To summon Hanako, you walk up to her bathroom stall, knock three times, calling her name, and then asking something along the lines of, "Are you there, Hanako-san?" You then hear a little girl respond in a faint voice, "Yes, I'm here." If you are brave and stupid enough to then open the stall, she drags you into the toilet.
The origins of Hanako vary by location. Some say that she died in the stall during a World War II air raid. Others say she was murdered by an abusive parent or perverted stranger who found her hiding there. The legend became really popular in the 1980s but has been around for much longer than that.
The Legend Of Teke-Teke Inspired - You Guessed It - TeketekePhoto: Art Port
This urban legend and film by the same name are about a young girl who fell under a train and was cut in half. It is said that her ghost can be seen roaming across Japan. In one version of the story, a young boy sees a girl in a window. When the girl notices that she is being watched, she smiles and throws herself out of the window. The boy recoils in horror as he realizes that the girl is completely missing the lower half of her body.
The torso claws its way toward the boy, making a teke-teke sound as it walks on its hands and elbows. Terror grips the boy and he freezes in place. Before he can move, the monster is upon him. She pulls out a scythe and cuts the boy in half.
- Photo: Sawaki Suushi / Wikimedia Commons
The story of the Yuki Onna is a very old Japanese ghost story, and one of the segments of the anthology film Kwaidan. Literally translated, Yuki Onna means "snow woman." Possessing supernatural beauty, she is a classic yurei with pale white skin, a white kimono, and jet black hair (though in the original story she had white hair).

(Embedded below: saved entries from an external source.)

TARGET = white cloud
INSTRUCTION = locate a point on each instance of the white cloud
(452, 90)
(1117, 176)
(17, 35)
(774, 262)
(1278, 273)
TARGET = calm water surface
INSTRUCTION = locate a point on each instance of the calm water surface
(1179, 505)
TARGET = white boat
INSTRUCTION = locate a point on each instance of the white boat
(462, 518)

There are many stories of the Yuki Onna across the many prefectures of Japan, particularly in the snowy and mountainous north. The oldest written account of the Yuki Onna is in Sogi Shokoku Monogatari. In it, the monk Sogi walked out of his house one snowy morning to see a beautiful, 10-foot-tall woman standing in the snow. Sogi tried to speak with her, but she vanished.
The most famous story of the Yuki Onna is from Kwaidan: Stories and Studies of Strange Things , a book of ghost stories later adapted into a film. In this version, a woodcutter and his son are trapped in a snow storm. They seek refuge in a tiny cabin, trying to stay warm around a meager fire. In the night, the son awakens to find a beautiful woman entering the cabin. She leans over his father and sucks the life from him. When she turns to the son to do the same, she is captivated by his youth and beauty. She spares him on the condition that he never speaks a word of the night.
The next winter, the son meets a beautiful young woman. They get married, have kids, and everything seems to be going well. That is, until one night he looked at his wife and was reminded of the fateful night with the Yuki Onna. He tells his wife the story and she immediately gets really pissed at him. It turns out that she is, in fact, that same Yuki Onna from the storm. She decides not to kill him for breaking his promise, on account of the children, but she immediately leaves, never to be seen again.